Gubernur Bubar

Gubernur Bubar

-Ilustrasi: Maulana Pamuji Gusti-Harian Disway-

DI tengah saling sandera dan saling serang antargeng koalisi capres, muncul usulan menghapus gubernur. Menarik. Menghilangkan satu level birokrasi.

Usulan itu menjadi layak dibicarakan karena yang mengungkitnya Muhaimin Iskandar. Ia ketua umum PKB yang juga wakil ketua DPR RI. Dengan otoritas politik Cak Imin, wajar bila usulan tersebut terus bergulir. Apalagi, Kementerian Dalam Negeri sudah memberikan lampu hijau untuk mengkajinya.

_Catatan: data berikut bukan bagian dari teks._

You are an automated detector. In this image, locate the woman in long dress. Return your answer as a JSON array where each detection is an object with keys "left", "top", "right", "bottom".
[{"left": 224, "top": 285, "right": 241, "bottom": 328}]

Presiden Jokowi pun sudah angkat bicara. Menurut Jokowi, usulan Muhaimin itu perlu kajian mendalam. Apakah efisiensi dan kalkulasi mengatasi jarak kontrol pusat dan daerah yang menjadi jauh.

Tentu bayangan kita yang pertama muncul, bila terealisasi, tak akan ada lagi pemilihan gubernur. Ada penghematan biaya besar di situ. Contohnya, untuk anggaran pemilihan gubernur 2024, KPU Jawa Timur mengajukan Rp 1,98 triliun. Itu baru satu provinsi.

Kalau gubernur dihapus, konsekuensinya, DPRD level provinsi juga hilang. Itu juga menghemat anggaran negara yang tidak sedikit. Juga, mengurangi potensi konflik horizontal para pendukung yang menghabiskan banyak energi.

Bila gubernur bubar, otomatis juga tidak ada lagi jenjang birokrasi dan otoritas di level provinsi. Selama ini, banyak otoritas kabupaten/kota yang tak selaras dengan gubernur. Atau juga tumpang-tindih. Sebagian wewenang melekat ke bupati/wali kota, sebagian lainnya milik gubernur.

Contohnya di dunia pendidikan: wajib belajar 12 tahun. SD dan SMP wewenang bupati/wali kota. Tapi, SMA urusan gubernur. Lebih efektif bila semuanya ditangani satu atap. Untuk kesinambungan peraturan dan pengelolaan. 

Urusan jalan raya juga kadang-kadang membingungkan. Masyarakat yang protes jalan rusak kadang kala dianggap protes salah alamat. Diprotes ke pemkab, ternyata jalannya milik provinsi. Bupati tak berdaya dengan protes warganya. 

Belum lagi, ada jalan raya yang wewenang pemerintah pusat. Jadi, ada tiga level.

Seharusnya cukup dua level saja. Pemerintah pusat dan daerah.

Lantas, siapa yang menjadi representatif daerah? Kalau mengacu UU No 23 Tahun 2014 tentang Pemerintah Daerah, titik berat otonomi daerah berada di level kabupaten atau kota. Bukan di provinsi. 

Tapi, ada persoalannya. Gubernur sebagai atasan para bupati dan wali kota mempunyai legitimasi yang kuat karena hasil pemilihan langsung. Bupati dan wali kota juga merasa punya legitimasi yang kuat karena terpilih lewat pemilihan langsung. 

Karena merasa sama-sama punya legitimasi, itulah yang membuat banyak berita: bupati tak hadir saat rapat dengan gubernur. Yang mewakili level kepala dinas. Atau wakil bupati. Cerita semacam itu juga yang menjadi salah satu alasan Cak Imin mengusulkan penghapusan provinsi. 

Kalau gubernur dihapus, cukup diganti dengan pejabat yang diangkat pemerintah pusat. Toh, apalagi salah satu fungsi gubernur saat ini adalah wakil pemerintah pusat di daerah.